Short Description

A module to preform: * Gene level differential expression using DeSeq2. * Gene annotation. * PCA plot. * Clustering of significant genes. * Heatmaps of significant genes by clusters. * Expression patterns plot by clusters * Enrichment analysis KEGG/GO.


  • Search for count data in :

    self.sample_data[<sample>][“RSEM”] self.sample_data[<sample>][“genes.counts”] self.sample_data[<sample>][“HTSeq.counts”] self.sample_data[“project_data”][“results”]
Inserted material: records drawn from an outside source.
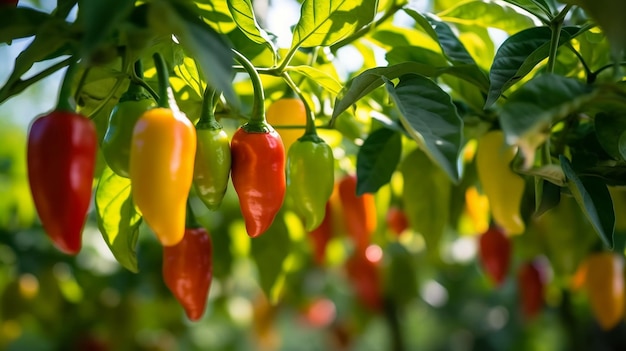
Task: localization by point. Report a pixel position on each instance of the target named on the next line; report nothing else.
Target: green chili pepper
(213, 157)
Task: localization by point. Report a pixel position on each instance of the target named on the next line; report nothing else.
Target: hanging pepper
(503, 187)
(495, 253)
(162, 156)
(359, 212)
(604, 280)
(117, 138)
(61, 158)
(258, 164)
(188, 269)
(310, 175)
(213, 158)
(531, 285)
(289, 110)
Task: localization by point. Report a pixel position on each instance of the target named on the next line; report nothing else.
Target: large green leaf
(489, 15)
(594, 199)
(377, 160)
(372, 78)
(325, 22)
(200, 41)
(243, 15)
(430, 117)
(118, 218)
(270, 251)
(519, 54)
(530, 111)
(426, 195)
(451, 46)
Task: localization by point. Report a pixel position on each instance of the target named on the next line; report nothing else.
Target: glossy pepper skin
(531, 287)
(310, 178)
(162, 158)
(503, 187)
(258, 173)
(359, 212)
(213, 159)
(495, 253)
(287, 111)
(188, 270)
(118, 136)
(605, 288)
(61, 157)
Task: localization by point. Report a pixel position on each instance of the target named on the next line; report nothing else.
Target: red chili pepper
(61, 156)
(495, 253)
(359, 212)
(188, 270)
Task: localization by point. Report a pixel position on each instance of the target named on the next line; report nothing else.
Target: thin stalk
(258, 105)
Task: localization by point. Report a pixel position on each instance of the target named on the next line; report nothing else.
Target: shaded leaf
(430, 117)
(519, 54)
(593, 197)
(377, 160)
(325, 22)
(117, 217)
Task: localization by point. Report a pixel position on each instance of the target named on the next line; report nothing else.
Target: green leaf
(206, 46)
(488, 15)
(430, 117)
(270, 251)
(451, 46)
(99, 18)
(325, 22)
(530, 111)
(372, 78)
(118, 218)
(594, 199)
(426, 195)
(243, 15)
(317, 76)
(518, 55)
(20, 22)
(377, 160)
(610, 127)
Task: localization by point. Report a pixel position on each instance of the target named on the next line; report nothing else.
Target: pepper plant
(469, 117)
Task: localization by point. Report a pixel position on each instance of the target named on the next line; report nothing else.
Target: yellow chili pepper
(503, 187)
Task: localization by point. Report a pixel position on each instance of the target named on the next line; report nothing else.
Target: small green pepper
(310, 178)
(213, 157)
(117, 138)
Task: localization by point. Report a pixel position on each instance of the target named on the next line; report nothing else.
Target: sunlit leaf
(118, 218)
(377, 160)
(594, 199)
(430, 117)
(325, 22)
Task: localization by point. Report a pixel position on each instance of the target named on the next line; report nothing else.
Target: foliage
(421, 87)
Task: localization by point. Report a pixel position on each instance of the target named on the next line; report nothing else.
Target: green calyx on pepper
(213, 156)
(310, 175)
(117, 138)
(258, 163)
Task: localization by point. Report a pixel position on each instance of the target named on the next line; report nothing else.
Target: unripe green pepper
(119, 133)
(310, 178)
(213, 157)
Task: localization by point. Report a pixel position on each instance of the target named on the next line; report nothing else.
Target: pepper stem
(66, 99)
(258, 105)
(165, 90)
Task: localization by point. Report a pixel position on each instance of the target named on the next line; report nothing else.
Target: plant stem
(258, 105)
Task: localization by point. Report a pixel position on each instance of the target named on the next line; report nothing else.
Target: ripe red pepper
(365, 278)
(188, 270)
(258, 163)
(396, 220)
(359, 212)
(531, 288)
(495, 253)
(61, 156)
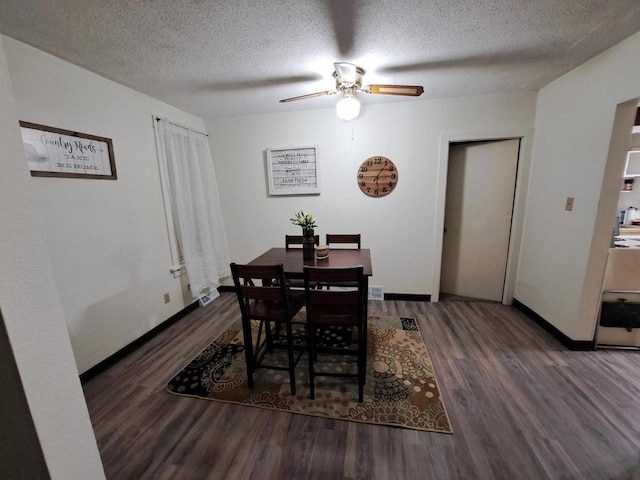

Will use the CLICK clustering program (Shamir et al. 2000)


If your using the use_click option, cite: Expander: Ulitsky I, Maron-Katz A, Shavit S, Sagir D, Linhart C, Elkon R, Tanay A, Sharan R, Shiloh Y, Shamir R. Expander: from expression microarrays to networks and functions. Nature Protocols Vol 5, pp 303 - 322, 2010 Click: Shamir , R. and Sharan, R. CLICK: A Clustering Algorithm with Applications to Gene Expression Analysis. Proceedings ISMB 2000, pp.307-316 (2000)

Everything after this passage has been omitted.